Shifting demand and problems with production, inflation, low productivity and energy will place growing strains on the world economy in the 1980s, according to a study by The Conference Board.
"The world economy has become increasingly interdependent, and there is no longer the expectation that a strong impulse somewhere among the economies of the developing countries might compensate in part for slow growth in the industrial world," the study says. It was prepared for a conference sponsored by the board, a nonprofit, nonpartisan business research organization, and SRI International.
The U.S. Export-Import Bank yesterday approved its first two loans to the Peoples Republic of China since the Carter administration promised such activity.

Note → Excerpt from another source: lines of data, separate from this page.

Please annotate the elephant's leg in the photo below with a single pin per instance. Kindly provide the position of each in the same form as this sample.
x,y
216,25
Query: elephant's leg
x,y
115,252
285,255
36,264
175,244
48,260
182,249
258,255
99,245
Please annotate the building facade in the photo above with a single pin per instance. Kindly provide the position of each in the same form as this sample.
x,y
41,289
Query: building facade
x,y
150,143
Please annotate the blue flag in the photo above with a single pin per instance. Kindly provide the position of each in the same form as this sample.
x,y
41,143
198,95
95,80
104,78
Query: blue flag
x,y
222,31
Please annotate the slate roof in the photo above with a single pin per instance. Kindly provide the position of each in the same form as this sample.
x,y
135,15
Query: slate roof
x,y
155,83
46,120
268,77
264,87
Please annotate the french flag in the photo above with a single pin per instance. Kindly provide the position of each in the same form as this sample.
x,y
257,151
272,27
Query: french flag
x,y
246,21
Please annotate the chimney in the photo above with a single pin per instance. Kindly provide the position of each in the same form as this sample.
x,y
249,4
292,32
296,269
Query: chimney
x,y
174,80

The bank said its directors agreed to lend China a total of $57.1 million at yearly interest of 8 3/4 percent to purchase power plant equipment and technology from Westinghouse Electric Corp. and Combustion Engineering Inc.

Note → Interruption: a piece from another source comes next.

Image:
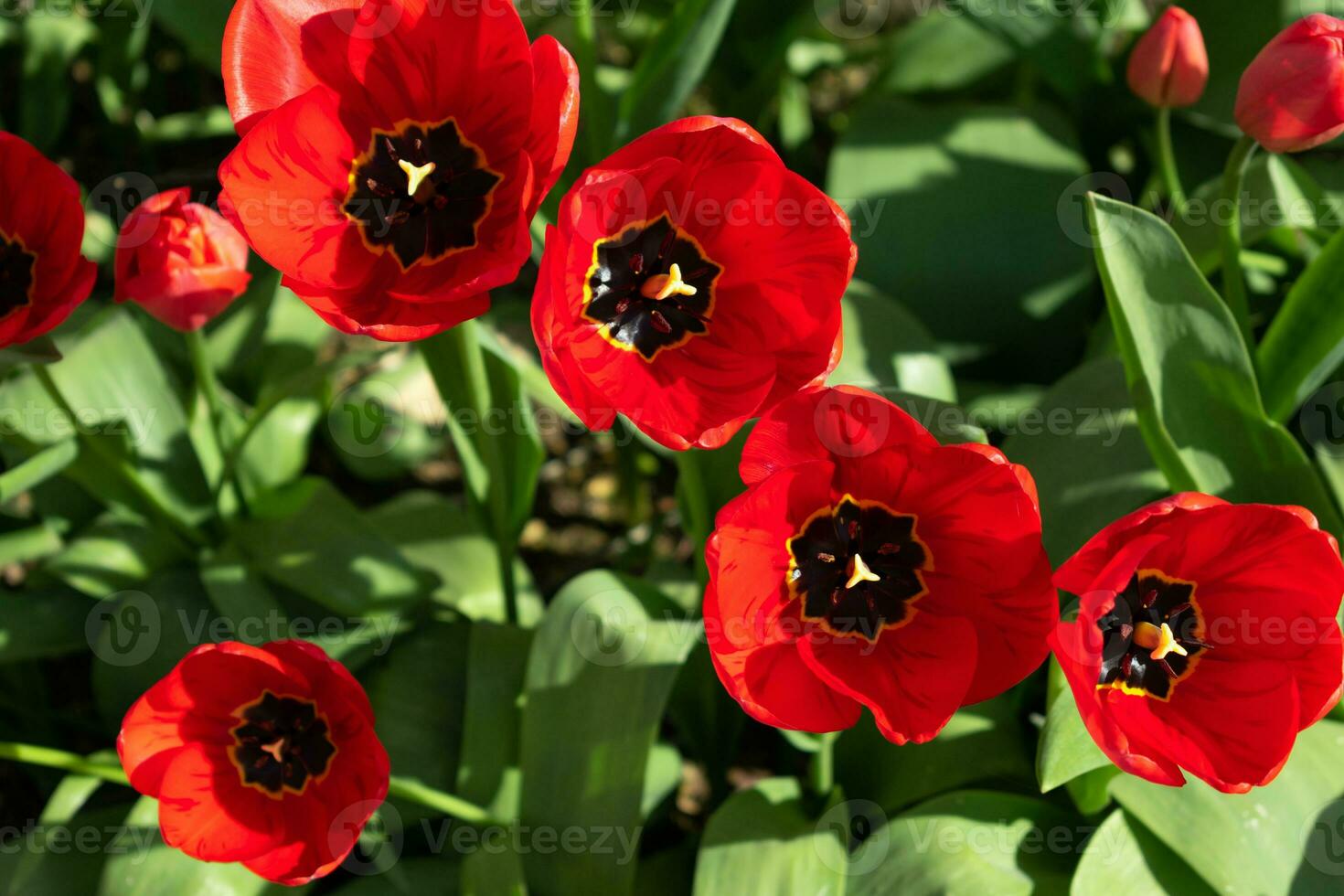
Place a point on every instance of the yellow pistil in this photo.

The bank, which makes loans to encourage trade between the United States and other countries, had approved a "preliminary commitment" for the two loans last February, and President Reagan had determined that they would bee in the national interest.
The dollar continued to advance against all major currencies yesterday in a rally that began late Tuesday on signals that U.S. interest rates will remain firm.

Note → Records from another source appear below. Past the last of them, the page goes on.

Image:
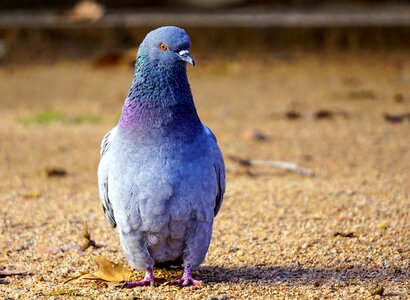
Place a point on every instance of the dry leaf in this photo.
(87, 10)
(49, 249)
(86, 240)
(108, 272)
(12, 272)
(56, 172)
(32, 195)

Gold declined in Zurich to $456.50 an ounce from $461.50 on Tuesday, and in London to $455.50 from $464.25. It eased in New York to $456.75 from $461. The New York Commodity Exchange settled gold at $456.50, down from $461.50. Silver fell to $9.92 an ounce from $10.20 and settled on the Comex at $9.96, down from $10.23.
The pound fell in London to $1.8240 from $1.8320 and in New York to $1.8040. London dealers said the pound's weakness reflected firmer Eurodollar rates and anticipation that the U.S. budget deficit will keep U.S. dollar interest rates high.